The Field Day brought a number of farmers in the communities to the field to witness the harvesting of the rice, and they expressed interest to participate in the project.
Some of the farmers who interacted with journalists said they were happy with the vigour of the crops and expressed surprise with the high yields.
The farmers promised to put all the 20 hectares irrigable land area into rice cultivation using the technologies.
They however expressed that livestock are destroying the rice and appealed to community members to control the movement of the animals.
The farmers also asked the sponsors of the project to consider fencing the fields to stop stray animals from destroying the crops.
Madam Mabel Bogtege, a rice farmer said at first it was difficult to transplant the rice as that caused her waist pains, but now all had turned to be joy because the quality and quantity of rice on stock is good and beyond her expectation.
“I am going to sell some, keep some as seed and eat the rest”, she said.
Mr Samuel Ayamga Atia, Regional Technical Manager of the ATT, said the project has been introduced in Tono and Vea in the Upper East Region and Bontanga and Golinga in the Northern Region, which yielded positive results.
Farmers implementing the technology are realising rice yields from 24 to 28 bags per an acre of land as compared to the traditional system of broadcasting, which gave them from three to five bags.

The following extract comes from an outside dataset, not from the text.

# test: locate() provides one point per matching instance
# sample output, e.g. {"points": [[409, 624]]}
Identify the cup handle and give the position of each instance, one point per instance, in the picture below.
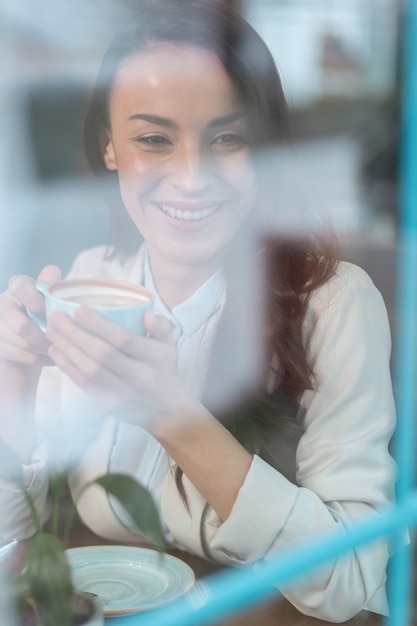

He said the project acquired four briquettes machines to produce fertilizers for rice farmers in the Upper East and Northern Regions and that had helped increased rice production to more than 300 per cent.
He said apart from the Daffiama and Sankana communities, 10 other communities have been identified in the region to benefit from the project next season.
The ATT in collaboration with Ghana Irrigation Development Authority had established “Learning Centres” on the fields for rice farmers to see all the best practices that were associated with the technologies.
Mr Tia said the farmers were involved in the training on all the practices such as nursery, transplanting and UDP application, which involved placing urea briquettes at a depth of seven and 10 cm between four rice plants seven to 14 days after transplanting to improve nitrogen fertilization in irrigation rice systems.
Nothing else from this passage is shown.